Tennessee is an equitable distribution state. This means that a married couple’s assets are split equitably, or “fairly,” in a divorce. It’s worth noting that this doesn’t necessarily mean an even 50-50 split. Some people may think that a student loan taken out during marriage would be the responsibility of both parties to the marriage. This would be true in most community property states, where all assets and debt acquired during the marriage are divided equally in a divorce. However, this is not the case in Tennessee.

In Tennessee, if a spouse takes out a student loan, the other spouse will only be liable to help repay it if he or she is a cosigner to the loan. This is more likely the scenario with private student loans from a bank. However, this type of liability is not limited to spouses, as any person who cosigns a loan will be jointly liable to pay it back with the borrower.

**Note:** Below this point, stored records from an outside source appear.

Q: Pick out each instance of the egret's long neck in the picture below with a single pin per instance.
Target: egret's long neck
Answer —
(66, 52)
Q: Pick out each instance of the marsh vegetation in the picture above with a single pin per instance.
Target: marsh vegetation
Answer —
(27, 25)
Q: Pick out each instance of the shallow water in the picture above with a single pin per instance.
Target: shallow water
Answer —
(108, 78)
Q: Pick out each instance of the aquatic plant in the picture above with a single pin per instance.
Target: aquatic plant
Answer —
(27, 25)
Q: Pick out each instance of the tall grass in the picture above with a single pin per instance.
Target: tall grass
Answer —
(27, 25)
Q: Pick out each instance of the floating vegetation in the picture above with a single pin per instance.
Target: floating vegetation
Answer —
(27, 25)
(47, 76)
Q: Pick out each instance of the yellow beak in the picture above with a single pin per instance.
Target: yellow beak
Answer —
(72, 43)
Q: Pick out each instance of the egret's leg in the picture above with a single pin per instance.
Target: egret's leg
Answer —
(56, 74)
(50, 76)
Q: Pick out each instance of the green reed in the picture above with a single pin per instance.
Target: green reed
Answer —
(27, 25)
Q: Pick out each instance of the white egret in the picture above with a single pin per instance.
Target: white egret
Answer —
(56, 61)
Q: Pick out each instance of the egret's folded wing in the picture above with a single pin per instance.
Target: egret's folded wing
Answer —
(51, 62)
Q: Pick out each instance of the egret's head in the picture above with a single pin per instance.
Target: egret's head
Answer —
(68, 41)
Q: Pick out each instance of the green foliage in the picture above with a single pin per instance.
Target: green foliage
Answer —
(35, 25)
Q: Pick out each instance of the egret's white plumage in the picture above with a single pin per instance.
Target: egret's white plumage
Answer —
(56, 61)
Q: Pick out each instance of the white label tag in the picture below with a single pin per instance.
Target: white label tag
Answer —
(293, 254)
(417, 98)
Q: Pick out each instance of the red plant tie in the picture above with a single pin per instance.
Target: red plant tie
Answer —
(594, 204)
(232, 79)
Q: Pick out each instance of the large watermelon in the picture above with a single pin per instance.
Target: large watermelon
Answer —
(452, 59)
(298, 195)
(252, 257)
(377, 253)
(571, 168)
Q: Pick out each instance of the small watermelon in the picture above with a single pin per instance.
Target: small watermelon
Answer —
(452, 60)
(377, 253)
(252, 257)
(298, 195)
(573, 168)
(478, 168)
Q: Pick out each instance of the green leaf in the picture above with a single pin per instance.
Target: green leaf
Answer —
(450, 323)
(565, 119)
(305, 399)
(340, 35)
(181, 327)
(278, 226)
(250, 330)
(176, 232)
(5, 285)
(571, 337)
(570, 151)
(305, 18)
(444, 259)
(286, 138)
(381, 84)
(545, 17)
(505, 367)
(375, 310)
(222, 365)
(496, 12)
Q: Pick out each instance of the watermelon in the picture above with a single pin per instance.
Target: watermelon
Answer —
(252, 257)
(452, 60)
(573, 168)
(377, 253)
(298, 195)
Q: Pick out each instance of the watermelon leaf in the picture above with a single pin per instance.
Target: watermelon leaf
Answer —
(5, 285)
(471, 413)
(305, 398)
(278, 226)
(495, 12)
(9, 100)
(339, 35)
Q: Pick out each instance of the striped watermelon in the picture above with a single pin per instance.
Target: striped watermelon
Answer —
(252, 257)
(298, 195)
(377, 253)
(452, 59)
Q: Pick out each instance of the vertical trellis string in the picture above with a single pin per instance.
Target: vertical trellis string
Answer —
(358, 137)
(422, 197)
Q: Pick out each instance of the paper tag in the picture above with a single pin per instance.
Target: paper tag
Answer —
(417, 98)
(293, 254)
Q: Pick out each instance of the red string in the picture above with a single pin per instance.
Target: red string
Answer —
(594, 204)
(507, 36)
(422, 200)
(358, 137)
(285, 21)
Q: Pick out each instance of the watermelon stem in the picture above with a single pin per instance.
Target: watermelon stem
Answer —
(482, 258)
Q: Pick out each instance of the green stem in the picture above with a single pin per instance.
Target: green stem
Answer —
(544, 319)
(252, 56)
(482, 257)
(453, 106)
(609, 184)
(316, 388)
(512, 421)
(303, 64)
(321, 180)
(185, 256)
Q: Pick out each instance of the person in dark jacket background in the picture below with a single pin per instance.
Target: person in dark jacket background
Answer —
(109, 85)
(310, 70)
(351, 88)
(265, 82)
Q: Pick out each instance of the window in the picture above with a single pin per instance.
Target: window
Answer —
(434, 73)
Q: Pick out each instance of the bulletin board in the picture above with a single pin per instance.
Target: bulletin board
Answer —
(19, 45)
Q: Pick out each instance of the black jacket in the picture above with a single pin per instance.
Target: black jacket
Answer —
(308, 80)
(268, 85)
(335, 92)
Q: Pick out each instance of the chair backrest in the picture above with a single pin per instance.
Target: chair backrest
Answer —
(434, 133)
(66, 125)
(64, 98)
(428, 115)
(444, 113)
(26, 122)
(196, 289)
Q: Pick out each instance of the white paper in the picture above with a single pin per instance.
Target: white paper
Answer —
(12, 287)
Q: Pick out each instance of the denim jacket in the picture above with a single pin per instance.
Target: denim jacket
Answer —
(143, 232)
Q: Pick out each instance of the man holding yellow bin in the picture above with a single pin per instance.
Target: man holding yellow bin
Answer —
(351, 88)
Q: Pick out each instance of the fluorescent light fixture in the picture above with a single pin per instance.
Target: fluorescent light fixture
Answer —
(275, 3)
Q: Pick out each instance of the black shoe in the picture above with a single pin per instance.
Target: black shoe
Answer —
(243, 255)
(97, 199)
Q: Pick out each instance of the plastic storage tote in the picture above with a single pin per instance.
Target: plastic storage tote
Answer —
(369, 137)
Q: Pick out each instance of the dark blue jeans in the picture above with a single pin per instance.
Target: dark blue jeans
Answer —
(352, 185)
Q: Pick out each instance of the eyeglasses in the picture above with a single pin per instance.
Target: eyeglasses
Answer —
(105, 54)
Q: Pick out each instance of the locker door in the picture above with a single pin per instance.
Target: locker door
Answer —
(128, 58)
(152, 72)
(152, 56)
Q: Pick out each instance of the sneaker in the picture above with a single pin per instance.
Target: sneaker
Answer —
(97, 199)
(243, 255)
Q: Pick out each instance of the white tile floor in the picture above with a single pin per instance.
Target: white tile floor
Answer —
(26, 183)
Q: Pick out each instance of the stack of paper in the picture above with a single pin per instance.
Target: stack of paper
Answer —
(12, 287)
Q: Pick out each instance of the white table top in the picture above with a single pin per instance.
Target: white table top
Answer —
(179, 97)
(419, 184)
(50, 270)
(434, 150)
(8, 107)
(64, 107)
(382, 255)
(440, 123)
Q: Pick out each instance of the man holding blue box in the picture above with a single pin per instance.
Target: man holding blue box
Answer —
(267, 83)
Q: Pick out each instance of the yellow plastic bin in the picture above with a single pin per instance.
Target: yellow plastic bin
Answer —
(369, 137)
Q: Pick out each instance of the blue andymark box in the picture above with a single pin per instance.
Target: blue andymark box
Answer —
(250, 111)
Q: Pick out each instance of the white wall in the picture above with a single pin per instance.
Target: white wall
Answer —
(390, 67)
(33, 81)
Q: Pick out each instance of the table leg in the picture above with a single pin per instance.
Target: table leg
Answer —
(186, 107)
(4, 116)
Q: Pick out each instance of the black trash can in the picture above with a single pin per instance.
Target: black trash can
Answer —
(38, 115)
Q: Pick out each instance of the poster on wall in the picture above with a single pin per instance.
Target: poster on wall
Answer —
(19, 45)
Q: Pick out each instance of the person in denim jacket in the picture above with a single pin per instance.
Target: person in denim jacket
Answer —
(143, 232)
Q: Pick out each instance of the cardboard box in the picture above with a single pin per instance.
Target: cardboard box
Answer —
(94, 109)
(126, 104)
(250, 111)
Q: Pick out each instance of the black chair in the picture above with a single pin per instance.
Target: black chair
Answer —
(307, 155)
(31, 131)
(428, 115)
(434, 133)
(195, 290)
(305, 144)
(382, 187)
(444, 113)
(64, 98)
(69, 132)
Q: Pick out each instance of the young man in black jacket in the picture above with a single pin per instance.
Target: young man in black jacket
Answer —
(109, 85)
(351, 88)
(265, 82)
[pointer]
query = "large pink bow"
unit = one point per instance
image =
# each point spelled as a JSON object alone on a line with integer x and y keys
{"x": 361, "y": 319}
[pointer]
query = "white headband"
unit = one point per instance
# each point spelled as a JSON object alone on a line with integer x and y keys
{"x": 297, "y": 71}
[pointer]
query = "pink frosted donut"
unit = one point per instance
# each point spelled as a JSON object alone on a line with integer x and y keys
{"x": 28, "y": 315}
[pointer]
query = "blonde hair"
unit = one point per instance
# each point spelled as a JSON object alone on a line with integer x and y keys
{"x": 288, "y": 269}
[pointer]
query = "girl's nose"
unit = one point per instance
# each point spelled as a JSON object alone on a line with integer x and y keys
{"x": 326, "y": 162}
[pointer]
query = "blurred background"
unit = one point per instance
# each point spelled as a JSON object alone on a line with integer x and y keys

If a person incurs student debt before marriage, that debt is their separate property. Therefore, their spouse will have no liability for it should a divorce occur. One exception would be if both spouses had separate student debt that they consolidated into one loan during the marriage.

Many spouses going through a divorce are likely to still be carrying some amount of student debt. This is especially true considering how young some people get a divorce (the average age of a first divorce is 30). Having a lot of student debt can make the idea of hiring a family law attorney during a divorce seem scary. However, a lawyer will represent their client’s interests and can help negotiate a fair settlement.